Words matter. These are the best Bret Weinstein Quotes, and they’re great for sharing with your friends.
At heart, human beings are what we may call ‘generalists,’ who have the ability to adapt their internal ‘software programs’ to different habitats or situations.
If one’s desire for change is an earnest desire to see things improve, then surely there is a state in which things have been improved to the point where you would hope to conserve a structure rather than alter it. At that point, you become a conservative.
What is occurring on college campuses is about power and control – speech is impeded as a last resort, used when people fail to self-censor in response to a threat of crippling stigma and the destruction of their capacity to earn.
When I talk about ‘apolitical’ or ‘nonpartisan’ change, I mean first and foremost exploring root causes with due seriousness and at least agreeing on what they are.
To the extent that the academy is producing people who are talking utter nonsense, and imagining that it is sophisticated and enlightened – that system is a failure.
Colleges have to be about discovering what we don’t yet know and that process will come to a screeching halt if we are leveling threats of bias over the way people phrase things.

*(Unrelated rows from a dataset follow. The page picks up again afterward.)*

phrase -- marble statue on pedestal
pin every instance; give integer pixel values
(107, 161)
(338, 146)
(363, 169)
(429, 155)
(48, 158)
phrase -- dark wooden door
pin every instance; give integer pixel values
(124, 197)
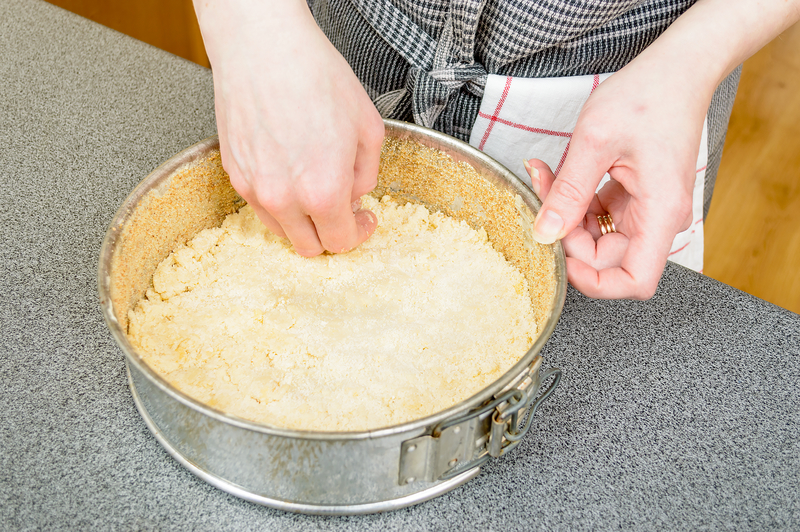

If there’s one thing that people fail to appreciate about the social justice movement where it interfaces with the academy is that just because what is being said is crazy to the point of absurdity does not mean that the strategic plan is absurd.
The button-down empirical and deductive fields, including all the hard sciences, have lived side by side with ‘critical theory,’ postmodernism and its perception-based relatives. Since the creation in 1960s and ’70s of novel, justice-oriented fields, these incompatible worldviews have repelled one another.
On a college campus, people should be equally free to be on campus, irrespective of their skin color.
Is there a free speech crisis on college campuses? One can certainly make that argument, but that portrayal is at least as misleading as it is informative.
I don’t think that we can say that the entire educational apparatus is a failure. But we can say that the part of the apparatus that is a failure is taking over more and more territory.
So many of our institutions have been overtaken by schools of thought, which are inherently a dead end.
We have all been told that power tends to corrupt and absolute power corrupts absolutely. I have long thought this is nonsense.
Since universities are funded in large parts by grants that depend on costly research, they have every incentive to free professors from their teaching duties as much as possible – as do the professors themselves, who tend to be recruited and promoted primarily based on research output.
The idea that we should prioritize a racial viewpoint on, who knows, maybe even organic chemistry, over somebody who is adept at understanding how to convey a difficult concept, is preposterous, just at an educational level.
The electorate is starved for honest debate and for the good governance that follows from it.
It is fair to say that the political duopoly we are forced to accept creates a set of problems that threaten the survival of the nation, problems that we need to fix with system-wide changes.
There was a time when the term liberal had been so thoroughly demonized by those on the right that I remember consciously choosing to call myself a progressive in order to evade the stigma. But there was no change in my perspective that accompanied it.
Day of Absence is a tradition at Evergreen.
Terrorism is a tactic in which the primary objective is to produce fear, rather than direct harm. Terrorist attacks are, first and foremost, psychological operations designed to alter behavior amongst the terrorized in a way that the actors believe will serve them.
We are now seeing a movement that wishes to place race back at the forefront of our political thinking and, frighteningly, that viewpoint seems to be shared by those on the far left and the far right. We cannot remain cohesive as a nation if we are attacking each other on the basis.
On a college campus, one’s right to speak – or to be – must never be based on skin color.
To women, Americans of color, and the citizens of the world, Donald Trump, if he is taken at his word, represents a threat to you all.
Equality of outcome is a discredited concept, failing on both logical and historical grounds, as anyone knows who has studied the misery of the 20th century.
We are not made safe from terrorists by helicopters, or missiles or boots on the ground. Nor is it drones, torture or digital dragnets that protect us. What makes us as individuals safe from a terror attack is the staggering probability that we will be elsewhere when one occurs.